What? Not hard to blame them for patenting some twiddling thing and then charging other people for those people's creations? They're fucking assholes. What's sad and absurd is that it never occurs to anyone just how sleazy, reprehensible and disgusting practices like this are.
We don't need prior art. We need firebombs.
Patent claims have to be carefully analyzed, often they don't mean what they seem to mean at first sight, and one has to be extremely petty-minded. ...
You have to break up the claim into single features. In this claim, features are:
1. a browser for navigating a document
1.1. comprising a plurality of sections
2. The browser comprising
2.1. a display window
And so on. To infringe this claim, your "device" has to have ALL the features, if it lacks a single feature, it is no infringing the patent.
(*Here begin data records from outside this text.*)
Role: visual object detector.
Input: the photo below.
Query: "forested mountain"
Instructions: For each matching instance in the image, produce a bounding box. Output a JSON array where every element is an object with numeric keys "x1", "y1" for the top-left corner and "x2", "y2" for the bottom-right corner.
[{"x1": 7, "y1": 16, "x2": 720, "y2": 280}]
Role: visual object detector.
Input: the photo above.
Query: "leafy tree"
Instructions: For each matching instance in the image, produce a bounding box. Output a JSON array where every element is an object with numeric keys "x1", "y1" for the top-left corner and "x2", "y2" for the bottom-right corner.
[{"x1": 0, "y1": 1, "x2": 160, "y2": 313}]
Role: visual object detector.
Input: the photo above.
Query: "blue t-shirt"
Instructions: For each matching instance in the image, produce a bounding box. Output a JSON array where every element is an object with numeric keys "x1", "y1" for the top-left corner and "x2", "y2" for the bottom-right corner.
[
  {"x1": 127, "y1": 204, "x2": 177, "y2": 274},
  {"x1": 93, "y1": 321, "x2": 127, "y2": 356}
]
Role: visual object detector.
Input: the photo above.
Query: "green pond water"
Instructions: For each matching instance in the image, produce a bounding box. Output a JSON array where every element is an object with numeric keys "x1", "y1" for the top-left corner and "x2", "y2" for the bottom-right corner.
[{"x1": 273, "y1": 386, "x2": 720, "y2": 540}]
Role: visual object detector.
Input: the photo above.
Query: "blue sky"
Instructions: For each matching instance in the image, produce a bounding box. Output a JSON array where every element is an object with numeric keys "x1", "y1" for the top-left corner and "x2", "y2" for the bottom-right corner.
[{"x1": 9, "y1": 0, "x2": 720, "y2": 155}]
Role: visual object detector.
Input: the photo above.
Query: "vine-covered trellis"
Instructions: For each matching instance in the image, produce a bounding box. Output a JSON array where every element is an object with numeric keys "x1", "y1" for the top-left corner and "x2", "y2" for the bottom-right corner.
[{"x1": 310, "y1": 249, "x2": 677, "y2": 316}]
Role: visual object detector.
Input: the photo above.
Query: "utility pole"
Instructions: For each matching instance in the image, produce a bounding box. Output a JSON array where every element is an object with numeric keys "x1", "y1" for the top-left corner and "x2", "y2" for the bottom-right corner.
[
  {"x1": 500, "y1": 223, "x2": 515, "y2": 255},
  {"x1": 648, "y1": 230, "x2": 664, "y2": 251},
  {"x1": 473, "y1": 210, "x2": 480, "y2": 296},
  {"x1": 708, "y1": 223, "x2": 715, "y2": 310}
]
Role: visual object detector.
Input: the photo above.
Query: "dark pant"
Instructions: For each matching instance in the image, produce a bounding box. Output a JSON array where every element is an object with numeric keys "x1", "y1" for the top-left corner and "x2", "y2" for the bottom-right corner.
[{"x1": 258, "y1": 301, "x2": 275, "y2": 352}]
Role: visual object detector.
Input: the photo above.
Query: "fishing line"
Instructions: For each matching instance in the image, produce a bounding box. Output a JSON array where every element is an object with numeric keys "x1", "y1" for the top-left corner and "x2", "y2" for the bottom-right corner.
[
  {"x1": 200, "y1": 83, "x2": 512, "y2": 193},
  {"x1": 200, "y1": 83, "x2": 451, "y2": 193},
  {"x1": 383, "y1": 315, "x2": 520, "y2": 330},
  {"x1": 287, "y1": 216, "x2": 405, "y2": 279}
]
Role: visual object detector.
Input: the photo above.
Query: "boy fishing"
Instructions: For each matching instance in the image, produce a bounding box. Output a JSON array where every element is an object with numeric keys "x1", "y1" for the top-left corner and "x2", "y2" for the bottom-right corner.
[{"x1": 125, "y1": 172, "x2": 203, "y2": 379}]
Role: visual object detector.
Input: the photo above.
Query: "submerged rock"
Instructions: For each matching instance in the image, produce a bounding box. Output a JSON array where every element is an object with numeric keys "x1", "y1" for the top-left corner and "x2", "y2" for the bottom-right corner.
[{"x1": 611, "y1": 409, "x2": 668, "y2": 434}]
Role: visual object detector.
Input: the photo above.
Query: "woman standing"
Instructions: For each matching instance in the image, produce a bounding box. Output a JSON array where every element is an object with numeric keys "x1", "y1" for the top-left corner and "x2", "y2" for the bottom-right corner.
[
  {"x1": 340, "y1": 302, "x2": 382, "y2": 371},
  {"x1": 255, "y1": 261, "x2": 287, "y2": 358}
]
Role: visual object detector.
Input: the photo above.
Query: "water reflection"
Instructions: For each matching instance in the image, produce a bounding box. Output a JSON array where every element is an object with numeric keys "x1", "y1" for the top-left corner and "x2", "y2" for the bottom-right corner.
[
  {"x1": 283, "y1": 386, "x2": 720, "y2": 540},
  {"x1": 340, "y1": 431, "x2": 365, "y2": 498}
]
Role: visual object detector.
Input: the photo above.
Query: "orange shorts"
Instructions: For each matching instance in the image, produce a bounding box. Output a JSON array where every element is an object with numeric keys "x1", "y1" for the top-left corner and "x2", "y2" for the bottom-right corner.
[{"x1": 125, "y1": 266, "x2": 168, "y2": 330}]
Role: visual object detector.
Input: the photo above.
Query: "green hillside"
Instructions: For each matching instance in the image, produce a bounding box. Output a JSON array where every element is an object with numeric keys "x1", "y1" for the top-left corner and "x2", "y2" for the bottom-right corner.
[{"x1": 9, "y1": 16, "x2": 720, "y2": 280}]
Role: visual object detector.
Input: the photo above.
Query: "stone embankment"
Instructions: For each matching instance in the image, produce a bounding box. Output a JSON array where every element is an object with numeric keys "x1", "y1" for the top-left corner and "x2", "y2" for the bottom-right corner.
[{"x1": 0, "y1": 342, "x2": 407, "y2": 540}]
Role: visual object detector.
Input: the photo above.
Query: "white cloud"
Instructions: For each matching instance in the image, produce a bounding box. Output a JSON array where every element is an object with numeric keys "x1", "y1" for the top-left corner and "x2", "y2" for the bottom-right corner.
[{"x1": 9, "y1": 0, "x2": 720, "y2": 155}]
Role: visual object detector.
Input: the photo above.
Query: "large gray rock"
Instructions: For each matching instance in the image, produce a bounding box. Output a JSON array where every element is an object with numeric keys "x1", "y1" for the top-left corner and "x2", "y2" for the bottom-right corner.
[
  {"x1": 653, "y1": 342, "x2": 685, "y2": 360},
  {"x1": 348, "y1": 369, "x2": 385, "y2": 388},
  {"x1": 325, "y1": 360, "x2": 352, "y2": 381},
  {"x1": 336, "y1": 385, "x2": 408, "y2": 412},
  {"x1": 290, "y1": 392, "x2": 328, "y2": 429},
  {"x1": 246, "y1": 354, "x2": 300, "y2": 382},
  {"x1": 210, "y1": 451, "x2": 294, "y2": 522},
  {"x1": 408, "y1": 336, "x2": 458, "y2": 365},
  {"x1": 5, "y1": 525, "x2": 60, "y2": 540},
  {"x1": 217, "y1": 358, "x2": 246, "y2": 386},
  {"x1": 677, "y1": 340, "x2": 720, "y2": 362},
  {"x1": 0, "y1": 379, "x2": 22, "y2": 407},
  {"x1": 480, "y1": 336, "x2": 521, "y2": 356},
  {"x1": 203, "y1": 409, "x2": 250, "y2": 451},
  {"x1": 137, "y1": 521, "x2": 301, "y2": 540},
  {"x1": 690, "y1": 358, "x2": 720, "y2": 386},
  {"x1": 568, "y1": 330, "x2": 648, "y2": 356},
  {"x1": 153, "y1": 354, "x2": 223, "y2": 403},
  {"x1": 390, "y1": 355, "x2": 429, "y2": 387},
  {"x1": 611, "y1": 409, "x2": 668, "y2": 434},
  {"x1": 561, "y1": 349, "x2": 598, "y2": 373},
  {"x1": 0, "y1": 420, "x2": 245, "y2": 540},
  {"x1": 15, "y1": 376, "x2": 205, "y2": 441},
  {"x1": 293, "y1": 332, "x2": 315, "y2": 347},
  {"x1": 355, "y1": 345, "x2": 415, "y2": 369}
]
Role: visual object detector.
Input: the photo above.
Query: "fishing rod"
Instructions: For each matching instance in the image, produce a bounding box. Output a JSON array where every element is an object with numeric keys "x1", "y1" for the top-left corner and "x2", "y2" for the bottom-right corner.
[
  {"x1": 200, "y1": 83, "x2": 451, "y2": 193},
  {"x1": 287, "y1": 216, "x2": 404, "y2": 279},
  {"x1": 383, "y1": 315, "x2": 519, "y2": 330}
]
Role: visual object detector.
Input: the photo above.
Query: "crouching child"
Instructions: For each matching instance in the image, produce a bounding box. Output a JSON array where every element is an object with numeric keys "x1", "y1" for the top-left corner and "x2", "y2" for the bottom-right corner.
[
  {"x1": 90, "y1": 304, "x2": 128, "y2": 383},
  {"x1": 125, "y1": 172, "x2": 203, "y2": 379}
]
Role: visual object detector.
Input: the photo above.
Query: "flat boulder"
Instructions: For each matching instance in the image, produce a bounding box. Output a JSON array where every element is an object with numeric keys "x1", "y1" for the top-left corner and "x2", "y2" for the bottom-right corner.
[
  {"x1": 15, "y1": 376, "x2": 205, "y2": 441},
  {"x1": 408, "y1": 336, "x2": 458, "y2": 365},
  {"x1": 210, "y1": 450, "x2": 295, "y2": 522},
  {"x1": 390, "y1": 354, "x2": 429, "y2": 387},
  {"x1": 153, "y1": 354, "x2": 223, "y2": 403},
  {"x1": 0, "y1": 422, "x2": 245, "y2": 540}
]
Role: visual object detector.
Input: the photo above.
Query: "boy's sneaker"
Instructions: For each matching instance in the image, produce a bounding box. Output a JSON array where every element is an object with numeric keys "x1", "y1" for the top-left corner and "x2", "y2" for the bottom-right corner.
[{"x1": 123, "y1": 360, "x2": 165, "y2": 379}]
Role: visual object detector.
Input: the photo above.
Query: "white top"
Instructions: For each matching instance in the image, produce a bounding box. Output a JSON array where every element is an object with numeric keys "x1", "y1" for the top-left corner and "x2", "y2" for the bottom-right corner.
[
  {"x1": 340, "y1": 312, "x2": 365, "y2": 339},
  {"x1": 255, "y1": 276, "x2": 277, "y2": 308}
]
On the other hand, something that is "prior art" needs to have all this features, too. The only exemption from this: If the additional feature is "obvious", whatever this means.
From the article:
This column is about U.S. patent 5,933,841, which was granted to the old Ameritech phone company in 1999, and is now owned by Ameritech's acquirer,SBC Communications...patent exists and was applied for on May 17, 1996.
As you can see, this person did not pay his royalties and thus, his link displays as text.